Via the media, he has exchanged a few barbs with McLaren supremo Ron Dennis, particularly over his alleged ousting by email, but is now prepared to move on.
"Formula one is a hard world," said Magnussen. "If you can't handle it, you have to find something else to do. It could have been done with better style I think, but so what? I don't care."
And he especially has no hard feelings for Button, who will once again line up alongside Alonso in 2016.
"Jenson is one of the best and there's nothing (negative) between us," said Magnussen. "We are in the same sport and competing for the same seats. There is full respect.
"I know why he got the seat and there's nothing between him and me at all."
Magnussen has toyed with a switch to Le Mans for 2016, but it is believed he is closer to stepping into the premier German touring car series DTM with Mercedes.
As for McLaren, he said: "McLaren is not fast enough to win anything right now, so in the end it's not where I want to be.
"But I think they have a good chance to come back if they are willing to change some things. For me, it wasn't to be and now I am starting afresh."
Verstappen wants 100 points and podium in 2016
(GMM) Max Verstappen has confirmed reports he is determined to "aim high" in 2016.
This year, the teenage Dutchman had one of the most memorable rookie seasons in the history of the sport, wowing with his overtakes and amassing an impressive tally of 49 points.
But he wants to double that feat for 2016, as Toro Rosso switches from its underpowered Renault to this year's specification of the Ferrari power unit.
When asked about that ambitious target, Verstappen told the Dutch broadcaster NOS: "Yeah, 100 points. You have to aim high, right?"
Just 18 years old, he said another target for 2016 is his first podium finish, which would smash the current record held by Sebastian Vettel, who was 21 when he finished a grand prix in the top three for the first time.
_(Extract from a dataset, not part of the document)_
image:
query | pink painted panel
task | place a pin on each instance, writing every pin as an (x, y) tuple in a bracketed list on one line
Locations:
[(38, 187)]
"For third place you would need a good engine," Verstappen explained. "First or second place I think is too much for now — you also have to be realistic."
F1 set for 'closer' 2016 battle – Gutierrez
(GMM) Esteban Gutierrez thinks formula one is set for a more exciting season in 2016.
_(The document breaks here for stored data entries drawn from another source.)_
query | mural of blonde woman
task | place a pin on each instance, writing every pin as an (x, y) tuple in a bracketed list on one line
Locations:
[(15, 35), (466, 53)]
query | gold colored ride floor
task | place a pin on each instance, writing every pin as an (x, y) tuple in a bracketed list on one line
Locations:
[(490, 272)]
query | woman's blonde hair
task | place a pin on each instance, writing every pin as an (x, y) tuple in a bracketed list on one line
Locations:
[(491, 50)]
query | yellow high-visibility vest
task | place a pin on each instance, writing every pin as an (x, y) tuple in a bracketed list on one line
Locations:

This year, the fight at the front was monopolized by the utter dominance of Mercedes, as Lewis Hamilton and Nico Rosberg shared 16 of the 19 wins between them.
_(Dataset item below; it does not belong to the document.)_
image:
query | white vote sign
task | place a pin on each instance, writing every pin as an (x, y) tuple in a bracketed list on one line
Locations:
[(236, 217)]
But Mercedes team chairman Niki Lauda told La Gazzetta dello Sport that Ferrari is "on the right path to make even further progress" in 2016.
Mexican Gutierrez was Ferrari's reserve driver in 2015, and he told the Spanish sports daily Marca: "Personally I believe that it is going to be closer between the first three or four teams" in 2016.
"There is the news about the return of Renault," he added, "although that is more for the following years, but I also believe that McLaren is going to recover.
"It (McLaren) is a very good team and I don't think their car was bad – I'm referring to the chassis – as far as I could tell.
"I believe that a good time for F1 is coming," said Gutierrez, the former Sauber driver who is returning to the grid next year with the new American team Haas.
|Jos Verstappen (L) and son Max|
Verstappen chooses son Max over Le Mans return
(GMM) Jos Verstappen will not race at Le Mans next year as he prefers instead to focus on supporting the F1 career of his son Max.
Since his last grand prix in 2003, Jos has contested the fabled 24 hour endurance race a couple of times and was reportedly considering a return for 2016.
But next year, Le Mans is in a controversial scheduling clash with the inaugural European grand prix in Azerbaijan, meaning 2015 winner Nico Hulkenberg cannot defend his title.
And Verstappen, the 43-year-old father of Toro Rosso's teenage sensation, told BNR Nieuwsradio that he will also be in Baku rather than at Le Mans next June.
That is despite the fact that talks with former Le Mans winner Jan Lammers and Frits van Eerd – owner of personal sponsor Jumbo – had taken place about a potential Le Mans foray for 2016.
"It didn't fit into the program this time," Jos revealed.
"At the moment I am concentrating everything on Max. I think it (Le Mans) would be nice of course, and of course I want to race.
"But I think at this moment, Max is most important. I want him to win races, I want him to be world champion," Verstappen snr added.